Kanakamedala has a masters degree in childhood development. As her own children grew, she found for them an after-school program that introduced them to robotics and informed their future education.
“My son is a senior at RIT and my daughter is a cognitive science major,“ she said. “Their robotics program helped them achieve scholarship and curriculum.”
Kanakamedala did extensive research prior to buying a Code Ninjas franchise. A senior cybersecurity analyst for New York state and a professional risk analyst, she presented her business plan and projections to her mentor, a professor at SUNY Albany.
“She gave me a go,” said Kanakamedala. “The local Small Business Administration helped further evaluate the plan and its risks, and we received our SBA loan from KeyBank without hesitation.”
“The business community will have a need for coding and other technology skills in only a few years,” she said. “By 2020 there will be 3 million unfilled jobs in cybersecurity alone.”
Much-needed work force development can start early with curriculums such that Code Ninjas offers, and the company is preparing a growing number of future software developers and problem solvers for the challenges ahead.
Since 2016 the Texas-based firm has grown to 500 units in the United States, Canada and Europe, and the Clifton Park dojo is one of only two in the entire U.S., according to Kanakamedala.
“The game-based learning model is not just about computer programming but also providing an environment of collaboration and communication of ideas as ninjas build their games,” she said. “These skills will take the students a long way in life.”
“Kids who are not exposed to technology can interact here and not be left behind,“ she said.
Activities are offered year-round, including “day care” over the summer months and school breaks.
“Code Ninjas is a place where parents can feel comfortable sending their kids for a pizza party and fun with friends while working and learning together,” said Kanakamedala.
The center has a manager for day-to-day operations and eight sensei currently, with plans to hire six more.
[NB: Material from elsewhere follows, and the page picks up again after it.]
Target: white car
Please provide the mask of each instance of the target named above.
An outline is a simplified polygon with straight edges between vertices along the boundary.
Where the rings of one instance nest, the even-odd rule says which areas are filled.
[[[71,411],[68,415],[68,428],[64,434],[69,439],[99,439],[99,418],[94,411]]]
These are high school and college students who will interact with up to six ninjas at any one time.
Kanakamedala said she and her business partners are getting the word out primarily through social media, but they also want to create awareness for Code Ninjas through community events.
“Ninja Care was rolled out to give back to the community,” she said. “Every month there is a different theme.”
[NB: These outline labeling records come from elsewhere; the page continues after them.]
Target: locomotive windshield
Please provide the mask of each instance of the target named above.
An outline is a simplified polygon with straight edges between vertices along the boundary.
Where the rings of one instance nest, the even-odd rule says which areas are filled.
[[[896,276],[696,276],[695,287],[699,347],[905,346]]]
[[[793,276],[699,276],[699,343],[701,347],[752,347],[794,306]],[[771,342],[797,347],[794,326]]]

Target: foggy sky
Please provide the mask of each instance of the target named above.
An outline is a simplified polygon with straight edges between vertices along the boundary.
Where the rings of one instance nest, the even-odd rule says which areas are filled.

“My vision for the business is a holistic approach to brain and body wellness for families and kids,” she said. “Code Ninjas is a unique concept in the ‘prove yourself’ method of learning a task and building upon it progressively.”
“The student proceeds along the curriculum from the basics to more complex learning, design, coding, and building applications for electronic devices,” she said. “It is very self–based.”
Ninjas are awarded ceremonially with the presentation of different color belts along the way, from white to yellow, green, blue, brown, and ultimately black, she said.
“Being in the technology field, I see the need for coding early on,” she said. “By partnering with parents we can provide children with a safe and encouraging environment to gain skills for the technology careers that await them.”